- Born: 1900 London, England
- Died: 1980 (aged 79–80)
- Known for: Painting, Engraving, Illustration

= Cecil Mary Leslie =

British painter

Cecil Mary Leslie (1900–1980) was an engraver, portrait painter, sculptor and illustrator.

==Biography==
Leslie was born in London and studied at the Heatherley School of Fine Art in 1919 and then at the London School of Photolithography and Engraving and the Central School of Arts and Crafts. She taught at the Grosvenor School of Modern Art.

From 1923 until 1939 Leslie exhibited works at the Royal Academy in London, with the Society of Women Artists, the Royal Glasgow Institute of the Fine Arts, the Walker Art Gallery in Liverpool, the New English Art Club, the Royal Society of British Artists, the Royal Cambrian Academy of Art and at the Royal Scottish Academy. Leslie also exhibited in the United States, France, Czechoslovakia, the Netherlands, Australia and New Zealand. Her home was in Blakeney, Norfolk.
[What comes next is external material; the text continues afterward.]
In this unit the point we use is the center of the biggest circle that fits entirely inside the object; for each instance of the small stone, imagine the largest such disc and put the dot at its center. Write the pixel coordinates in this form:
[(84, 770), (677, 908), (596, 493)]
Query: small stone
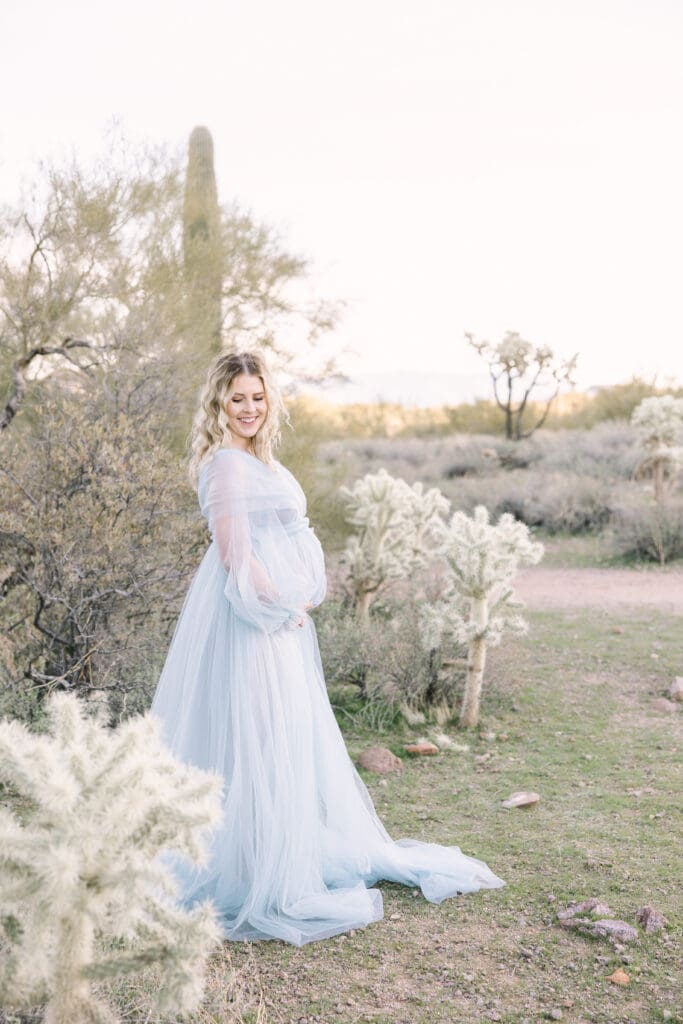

Cecil Leslie illustrated the Puffin editions of the classic Heidi (1956) and E. Nesbit's The Story of the Treasure Seekers (1958), The Wouldbegoods (1958) and The Enchanted Castle (1964). She also illustrated many of Pauline Clarke's books, including the Carnegie Medal winner, The Twelve and the Genii, and several other children's books by Rose Fyleman and Alison Uttley, among others.